Background: Multimorbidity is a global health challenge that is associated with polypharmacy, increasing the risk of potentially inappropriate prescribing (PIP). There are tools to improve prescription, such as implicit and explicit criteria.
Objective: To estimate the prevalence of PIP in a population aged 65 to 74 years with multimorbidity and polypharmacy, according to American Geriatrics Society Beers Criteria® (2015, 2019), the Screening Tool of Older Person’s Prescription -STOPP- criteria (2008, 2014), and the Medication Appropriateness Index -MAI- criteria in primary care.
Methods: This was an observational, descriptive, cross-sectional study. The sample included 593 community-dwelling elderly aged 65 to 74 years, with multimorbidity and polypharmacy, who participated in the MULTIPAP trial. Socio-demographic, clinical, professional, and pharmacological-treatment variables were recorded. Potentially inappropriate prescribing was detected by computerized prescription assistance system, and family doctors evaluated the MAI. The MAI-associated factors were analysed using a logistic regression model.

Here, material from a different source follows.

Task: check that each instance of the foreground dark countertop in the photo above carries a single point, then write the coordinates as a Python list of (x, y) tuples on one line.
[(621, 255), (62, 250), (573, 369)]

Results: A total of 4,386 prescriptions were evaluated. The mean number of drugs was 7.4 (2.4 SD). A total of 94.1% of the patients in the study had at least one criterion for drug inappropriateness according to the MAI. Potentially inappropriate prescribing was detected in 57.7%, 43.6%, 68.8% and 71% of 50 patients according to the explicit criteria STOPP 2014, STOPP 2008, Beers 2019 and Beers 2015 respectively. For every new drug taken by a patient, the MAI score increased by 2.41 (95% CI 1.46; 3.35) points. Diabetes, ischaemic heart disease and asthma were independently associated with lower summated MAI scores.
Conclusions: The prevalence of potentially inappropriate prescribing detected in the sample was high and in agreement with previous literature for populations with multimorbidity and polypharmacy. The MAI criteria detected greater inappropriateness than did the explicit criteria, but their application was more complex and difficult to automate.